The three-hour round trip

Mia was one month old yesterday. “Did you have a party?” I ask, jokingly.

“No, but he wants a big party for her first birthday. He wants to hire a venue and invite lots of people.”

Frances is reading the first four posts of this blog, before it goes live. It’s important I have her agreement. I’ve told her she can write for it as well but, for now, it’s not her priority. “There’s a bit here you should take out,” she says, underlining a short paragraph about their early relationship.

On these last few visits, I’ve been meaning to ask about money and find out how she copes now she’s a mum. “This place is paid for out of housing benefit,” she says, “and I’ll get income support, child benefit and family tax credits, but I haven’t had any of it yet.”

“What do you mean?”

Although Mia is now a month old the benefit system hasn’t caught up. Frances says you can only apply for benefit AFTER the baby is born and so she hasn’t received anything yet. “So how have you managed?” I ask.

“His money,” she says of Hassan, “and my social worker has given me the odd £30 when she is here.”

If the social worker cannot hand over emergency cash personally Frances says she is invited to pick some up from their offices in Longsight, across the other side of town. This reminds me of Barbara, a 70-year-old Zimbabwean asylum seeker I followed a couple of years ago on her bus journeys to pick up £35 in supermarket vouchers. Four bus journeys in all. It took all of one morning.

Later, at home, I plan the proposed route on the local travel website.

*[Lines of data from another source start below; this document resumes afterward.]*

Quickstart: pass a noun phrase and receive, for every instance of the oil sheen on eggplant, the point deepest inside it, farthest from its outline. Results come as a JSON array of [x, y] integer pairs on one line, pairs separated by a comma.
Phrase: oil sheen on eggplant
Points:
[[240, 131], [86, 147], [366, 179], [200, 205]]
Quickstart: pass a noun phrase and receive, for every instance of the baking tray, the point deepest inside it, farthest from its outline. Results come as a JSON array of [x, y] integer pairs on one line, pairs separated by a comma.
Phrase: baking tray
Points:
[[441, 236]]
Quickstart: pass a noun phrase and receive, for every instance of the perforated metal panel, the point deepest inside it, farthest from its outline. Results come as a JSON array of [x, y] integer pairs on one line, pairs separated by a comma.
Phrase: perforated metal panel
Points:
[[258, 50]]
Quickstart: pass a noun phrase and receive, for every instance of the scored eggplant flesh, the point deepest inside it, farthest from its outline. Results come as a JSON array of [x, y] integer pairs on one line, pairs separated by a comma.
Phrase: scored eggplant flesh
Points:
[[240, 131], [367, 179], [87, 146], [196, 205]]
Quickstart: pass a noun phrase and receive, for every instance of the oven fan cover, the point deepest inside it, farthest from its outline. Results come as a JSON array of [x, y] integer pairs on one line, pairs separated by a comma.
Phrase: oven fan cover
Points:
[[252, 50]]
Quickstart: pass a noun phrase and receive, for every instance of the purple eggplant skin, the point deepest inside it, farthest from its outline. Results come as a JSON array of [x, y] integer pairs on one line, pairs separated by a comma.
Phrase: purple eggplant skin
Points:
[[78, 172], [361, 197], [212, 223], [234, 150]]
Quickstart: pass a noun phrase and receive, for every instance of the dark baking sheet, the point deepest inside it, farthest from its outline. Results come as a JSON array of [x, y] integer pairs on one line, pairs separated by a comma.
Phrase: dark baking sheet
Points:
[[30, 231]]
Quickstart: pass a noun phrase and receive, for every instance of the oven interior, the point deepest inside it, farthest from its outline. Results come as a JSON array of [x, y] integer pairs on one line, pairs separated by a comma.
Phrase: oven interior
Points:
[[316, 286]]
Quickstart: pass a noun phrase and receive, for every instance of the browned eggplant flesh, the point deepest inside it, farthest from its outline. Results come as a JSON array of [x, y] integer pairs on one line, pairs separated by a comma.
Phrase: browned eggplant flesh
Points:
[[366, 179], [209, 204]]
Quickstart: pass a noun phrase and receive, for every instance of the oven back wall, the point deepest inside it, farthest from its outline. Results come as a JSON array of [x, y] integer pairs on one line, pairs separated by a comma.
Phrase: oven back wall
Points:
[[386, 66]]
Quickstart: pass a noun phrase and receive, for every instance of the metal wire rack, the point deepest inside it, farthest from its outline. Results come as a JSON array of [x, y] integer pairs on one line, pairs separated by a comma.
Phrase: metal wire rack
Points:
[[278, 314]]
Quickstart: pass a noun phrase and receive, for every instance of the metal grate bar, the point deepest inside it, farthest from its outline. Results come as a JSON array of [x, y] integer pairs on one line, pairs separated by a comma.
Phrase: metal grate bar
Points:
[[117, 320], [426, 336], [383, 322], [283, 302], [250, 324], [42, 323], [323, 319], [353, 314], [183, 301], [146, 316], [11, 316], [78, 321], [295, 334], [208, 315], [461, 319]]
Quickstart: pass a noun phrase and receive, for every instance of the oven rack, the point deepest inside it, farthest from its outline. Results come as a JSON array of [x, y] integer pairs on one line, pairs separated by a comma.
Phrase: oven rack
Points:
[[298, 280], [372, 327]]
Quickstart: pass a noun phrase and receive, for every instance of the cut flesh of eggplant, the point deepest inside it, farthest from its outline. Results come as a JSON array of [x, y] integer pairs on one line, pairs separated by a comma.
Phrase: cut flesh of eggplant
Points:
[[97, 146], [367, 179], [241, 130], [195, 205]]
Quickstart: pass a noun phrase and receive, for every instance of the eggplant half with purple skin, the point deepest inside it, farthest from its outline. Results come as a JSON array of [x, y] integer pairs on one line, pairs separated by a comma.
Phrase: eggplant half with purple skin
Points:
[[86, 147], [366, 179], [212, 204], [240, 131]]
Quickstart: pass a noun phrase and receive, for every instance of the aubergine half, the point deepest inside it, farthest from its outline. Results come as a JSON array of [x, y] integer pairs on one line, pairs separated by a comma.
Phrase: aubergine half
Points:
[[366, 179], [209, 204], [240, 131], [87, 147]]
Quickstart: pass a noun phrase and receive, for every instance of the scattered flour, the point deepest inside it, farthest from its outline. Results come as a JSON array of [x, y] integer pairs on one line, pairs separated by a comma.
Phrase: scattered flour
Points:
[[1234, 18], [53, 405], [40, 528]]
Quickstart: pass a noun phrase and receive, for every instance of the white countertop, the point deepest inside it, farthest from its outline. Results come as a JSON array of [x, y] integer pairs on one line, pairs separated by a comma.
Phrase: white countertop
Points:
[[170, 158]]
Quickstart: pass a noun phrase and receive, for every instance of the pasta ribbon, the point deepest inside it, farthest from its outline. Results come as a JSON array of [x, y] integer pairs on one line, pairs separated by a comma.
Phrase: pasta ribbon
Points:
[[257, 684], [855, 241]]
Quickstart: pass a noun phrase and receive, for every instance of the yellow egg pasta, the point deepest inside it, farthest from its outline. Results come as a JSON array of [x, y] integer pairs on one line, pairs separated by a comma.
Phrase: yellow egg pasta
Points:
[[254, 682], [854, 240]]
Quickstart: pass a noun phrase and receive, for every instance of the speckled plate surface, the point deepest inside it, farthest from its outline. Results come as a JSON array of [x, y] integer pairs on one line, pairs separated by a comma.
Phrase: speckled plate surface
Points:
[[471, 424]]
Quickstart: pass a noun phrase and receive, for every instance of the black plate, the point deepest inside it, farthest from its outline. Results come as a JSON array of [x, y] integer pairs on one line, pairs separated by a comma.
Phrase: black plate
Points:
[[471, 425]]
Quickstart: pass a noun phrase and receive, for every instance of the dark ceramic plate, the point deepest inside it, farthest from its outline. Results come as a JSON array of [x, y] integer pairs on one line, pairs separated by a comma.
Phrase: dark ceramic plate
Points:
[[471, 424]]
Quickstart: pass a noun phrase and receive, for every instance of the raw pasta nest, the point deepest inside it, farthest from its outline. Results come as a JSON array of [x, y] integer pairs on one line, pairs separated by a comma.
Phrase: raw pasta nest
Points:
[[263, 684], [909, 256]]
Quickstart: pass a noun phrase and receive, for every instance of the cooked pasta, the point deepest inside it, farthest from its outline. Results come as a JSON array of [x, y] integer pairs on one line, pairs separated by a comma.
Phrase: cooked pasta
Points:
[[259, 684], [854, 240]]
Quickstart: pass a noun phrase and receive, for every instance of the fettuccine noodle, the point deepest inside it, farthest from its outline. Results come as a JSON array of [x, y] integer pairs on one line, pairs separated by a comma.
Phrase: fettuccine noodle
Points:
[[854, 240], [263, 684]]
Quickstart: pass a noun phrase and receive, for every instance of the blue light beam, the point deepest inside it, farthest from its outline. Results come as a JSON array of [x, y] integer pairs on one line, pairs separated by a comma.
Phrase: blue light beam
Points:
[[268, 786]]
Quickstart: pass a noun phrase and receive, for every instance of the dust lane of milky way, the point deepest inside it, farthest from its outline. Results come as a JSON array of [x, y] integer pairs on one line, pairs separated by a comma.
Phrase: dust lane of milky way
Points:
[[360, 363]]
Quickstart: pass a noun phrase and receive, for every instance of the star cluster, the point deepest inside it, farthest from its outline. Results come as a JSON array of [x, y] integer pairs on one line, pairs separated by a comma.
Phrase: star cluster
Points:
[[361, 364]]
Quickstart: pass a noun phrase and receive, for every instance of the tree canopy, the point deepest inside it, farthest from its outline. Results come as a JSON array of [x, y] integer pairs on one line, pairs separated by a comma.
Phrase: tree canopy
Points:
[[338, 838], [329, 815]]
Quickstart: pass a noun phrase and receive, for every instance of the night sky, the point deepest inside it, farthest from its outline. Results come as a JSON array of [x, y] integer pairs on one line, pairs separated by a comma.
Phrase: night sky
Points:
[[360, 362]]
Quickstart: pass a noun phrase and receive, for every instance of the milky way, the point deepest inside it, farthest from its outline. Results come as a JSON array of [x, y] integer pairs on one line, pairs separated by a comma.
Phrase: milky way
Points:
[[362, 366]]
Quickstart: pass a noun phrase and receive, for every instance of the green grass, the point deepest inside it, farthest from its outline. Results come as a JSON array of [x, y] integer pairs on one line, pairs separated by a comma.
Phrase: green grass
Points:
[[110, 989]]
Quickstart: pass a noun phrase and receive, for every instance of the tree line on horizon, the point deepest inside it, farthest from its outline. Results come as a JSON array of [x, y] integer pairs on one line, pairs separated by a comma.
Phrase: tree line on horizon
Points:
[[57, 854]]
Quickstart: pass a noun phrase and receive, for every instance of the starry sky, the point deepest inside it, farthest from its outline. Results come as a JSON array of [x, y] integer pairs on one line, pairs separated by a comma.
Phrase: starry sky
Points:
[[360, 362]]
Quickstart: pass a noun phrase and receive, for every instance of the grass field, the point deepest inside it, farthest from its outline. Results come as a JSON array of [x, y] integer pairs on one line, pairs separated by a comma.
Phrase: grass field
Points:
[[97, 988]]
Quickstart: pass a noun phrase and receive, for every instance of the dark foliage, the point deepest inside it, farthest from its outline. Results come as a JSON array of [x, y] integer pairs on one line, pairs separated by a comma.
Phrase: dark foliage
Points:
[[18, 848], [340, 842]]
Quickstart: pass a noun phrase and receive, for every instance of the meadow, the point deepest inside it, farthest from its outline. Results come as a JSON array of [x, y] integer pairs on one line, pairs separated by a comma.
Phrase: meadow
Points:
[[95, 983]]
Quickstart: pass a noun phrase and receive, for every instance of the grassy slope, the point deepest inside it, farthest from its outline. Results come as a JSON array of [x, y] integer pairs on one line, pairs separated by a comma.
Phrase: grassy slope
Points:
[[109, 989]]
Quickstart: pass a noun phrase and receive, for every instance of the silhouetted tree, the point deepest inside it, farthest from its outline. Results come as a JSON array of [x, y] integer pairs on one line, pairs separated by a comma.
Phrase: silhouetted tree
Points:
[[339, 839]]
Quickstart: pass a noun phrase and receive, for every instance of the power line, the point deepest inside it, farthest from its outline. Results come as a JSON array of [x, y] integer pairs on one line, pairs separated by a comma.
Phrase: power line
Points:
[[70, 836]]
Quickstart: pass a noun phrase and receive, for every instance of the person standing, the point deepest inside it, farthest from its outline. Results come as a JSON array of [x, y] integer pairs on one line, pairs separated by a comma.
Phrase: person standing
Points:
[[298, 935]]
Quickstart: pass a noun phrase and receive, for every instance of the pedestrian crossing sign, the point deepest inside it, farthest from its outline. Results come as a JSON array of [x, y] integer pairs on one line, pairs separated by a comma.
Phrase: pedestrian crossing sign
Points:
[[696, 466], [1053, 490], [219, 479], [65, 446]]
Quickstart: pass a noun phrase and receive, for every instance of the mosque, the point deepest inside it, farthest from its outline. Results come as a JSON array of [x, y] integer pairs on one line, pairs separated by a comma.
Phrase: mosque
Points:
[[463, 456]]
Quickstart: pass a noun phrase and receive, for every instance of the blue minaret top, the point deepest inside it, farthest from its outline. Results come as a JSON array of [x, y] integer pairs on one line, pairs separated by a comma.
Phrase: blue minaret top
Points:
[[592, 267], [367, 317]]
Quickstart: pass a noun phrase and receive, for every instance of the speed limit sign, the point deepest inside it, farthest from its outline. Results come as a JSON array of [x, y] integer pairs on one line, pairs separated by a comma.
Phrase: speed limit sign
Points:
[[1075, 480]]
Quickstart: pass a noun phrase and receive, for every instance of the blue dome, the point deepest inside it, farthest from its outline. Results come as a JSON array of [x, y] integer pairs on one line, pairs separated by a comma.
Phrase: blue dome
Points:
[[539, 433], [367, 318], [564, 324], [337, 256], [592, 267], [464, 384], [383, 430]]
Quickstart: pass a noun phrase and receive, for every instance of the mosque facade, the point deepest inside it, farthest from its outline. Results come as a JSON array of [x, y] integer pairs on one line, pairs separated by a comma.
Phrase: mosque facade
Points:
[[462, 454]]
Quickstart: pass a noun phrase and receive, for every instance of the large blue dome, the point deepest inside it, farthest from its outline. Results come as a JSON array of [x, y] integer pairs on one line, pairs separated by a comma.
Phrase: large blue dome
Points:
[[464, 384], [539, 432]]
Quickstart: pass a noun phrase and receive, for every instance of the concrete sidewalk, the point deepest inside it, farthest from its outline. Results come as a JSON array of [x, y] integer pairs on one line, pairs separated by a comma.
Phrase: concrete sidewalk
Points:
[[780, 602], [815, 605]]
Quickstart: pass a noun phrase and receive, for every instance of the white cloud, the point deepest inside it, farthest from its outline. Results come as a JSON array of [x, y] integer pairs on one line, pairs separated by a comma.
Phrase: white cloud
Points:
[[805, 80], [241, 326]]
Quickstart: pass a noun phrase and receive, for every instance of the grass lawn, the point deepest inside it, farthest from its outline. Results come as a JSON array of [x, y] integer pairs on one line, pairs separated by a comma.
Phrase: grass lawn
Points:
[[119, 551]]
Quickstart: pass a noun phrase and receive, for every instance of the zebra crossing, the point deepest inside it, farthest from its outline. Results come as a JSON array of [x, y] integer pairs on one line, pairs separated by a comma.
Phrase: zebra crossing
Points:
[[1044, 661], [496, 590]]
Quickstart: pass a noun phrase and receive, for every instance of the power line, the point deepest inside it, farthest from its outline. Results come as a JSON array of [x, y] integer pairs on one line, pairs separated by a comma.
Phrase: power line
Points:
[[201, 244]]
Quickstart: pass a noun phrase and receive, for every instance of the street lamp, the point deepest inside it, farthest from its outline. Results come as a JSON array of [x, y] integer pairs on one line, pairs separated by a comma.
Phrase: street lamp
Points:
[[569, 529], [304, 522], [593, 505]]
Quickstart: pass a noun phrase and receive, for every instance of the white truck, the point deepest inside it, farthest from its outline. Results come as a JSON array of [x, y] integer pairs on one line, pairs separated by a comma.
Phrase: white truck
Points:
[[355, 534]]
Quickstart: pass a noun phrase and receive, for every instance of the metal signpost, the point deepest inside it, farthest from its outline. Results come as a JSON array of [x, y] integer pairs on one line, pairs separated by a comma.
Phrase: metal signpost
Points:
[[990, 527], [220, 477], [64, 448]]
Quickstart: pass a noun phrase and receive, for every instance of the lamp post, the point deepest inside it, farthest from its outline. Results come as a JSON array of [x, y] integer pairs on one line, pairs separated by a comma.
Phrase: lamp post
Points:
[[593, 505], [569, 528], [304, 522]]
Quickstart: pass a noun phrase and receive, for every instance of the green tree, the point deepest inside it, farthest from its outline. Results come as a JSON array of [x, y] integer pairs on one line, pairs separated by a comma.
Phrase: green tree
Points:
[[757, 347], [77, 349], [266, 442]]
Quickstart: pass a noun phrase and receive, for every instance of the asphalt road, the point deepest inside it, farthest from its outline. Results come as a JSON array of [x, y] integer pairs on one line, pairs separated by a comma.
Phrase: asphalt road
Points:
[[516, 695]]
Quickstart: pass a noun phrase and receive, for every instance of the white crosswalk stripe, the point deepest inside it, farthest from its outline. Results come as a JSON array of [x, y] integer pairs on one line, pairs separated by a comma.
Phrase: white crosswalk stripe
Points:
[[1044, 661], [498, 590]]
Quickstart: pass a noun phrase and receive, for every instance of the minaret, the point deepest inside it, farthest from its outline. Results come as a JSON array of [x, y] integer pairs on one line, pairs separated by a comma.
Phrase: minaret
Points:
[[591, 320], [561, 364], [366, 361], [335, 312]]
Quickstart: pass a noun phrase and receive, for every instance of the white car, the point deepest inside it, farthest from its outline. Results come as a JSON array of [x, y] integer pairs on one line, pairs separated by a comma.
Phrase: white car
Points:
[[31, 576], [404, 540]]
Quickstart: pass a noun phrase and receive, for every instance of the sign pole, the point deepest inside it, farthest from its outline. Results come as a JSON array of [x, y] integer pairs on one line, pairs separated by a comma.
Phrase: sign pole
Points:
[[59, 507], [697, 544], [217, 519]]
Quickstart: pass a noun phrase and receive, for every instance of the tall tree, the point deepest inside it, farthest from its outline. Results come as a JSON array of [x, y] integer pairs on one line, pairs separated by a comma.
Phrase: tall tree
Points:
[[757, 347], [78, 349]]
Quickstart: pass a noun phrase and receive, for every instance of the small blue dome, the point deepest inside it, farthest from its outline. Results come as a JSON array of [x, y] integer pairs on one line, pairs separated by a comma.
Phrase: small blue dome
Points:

The 15-minute car journey would take an hour by public transport: three separate bus rides. So, had Frances needed the cash desperately, she would have to pay for six bus journeys and take her month-old daughter on a three-hour round trip for £30. She didn’t do it in the end but relied instead on Hassan’s benefits.

While we are talking Hassan is busy preparing a bottle and a bath for Mia. “She’ll be awake soon,” he says, measuring the formula, checking the temperature of the water. He’s a hands-on dad.

“We have no hot water,” he says, “it’s broken, so we have to use the kettle. They say it’ll be working again on Monday.” It’s Wednesday today.

As a team, Frances and Hassan, change, bathe and feed their daughter.

“Which one?” asks Frances of the two Babygros she has brought from the bedroom.

“What shall we wash first, face or hair?” asks Hassan.

“Why are you asking me? You know what you are doing, you do it every time.”

Before I leave Frances asks how to get onto the website. “It’s ‘’.”

Hassan smiles. “Just that?”

“He’s getting excited,” says Frances.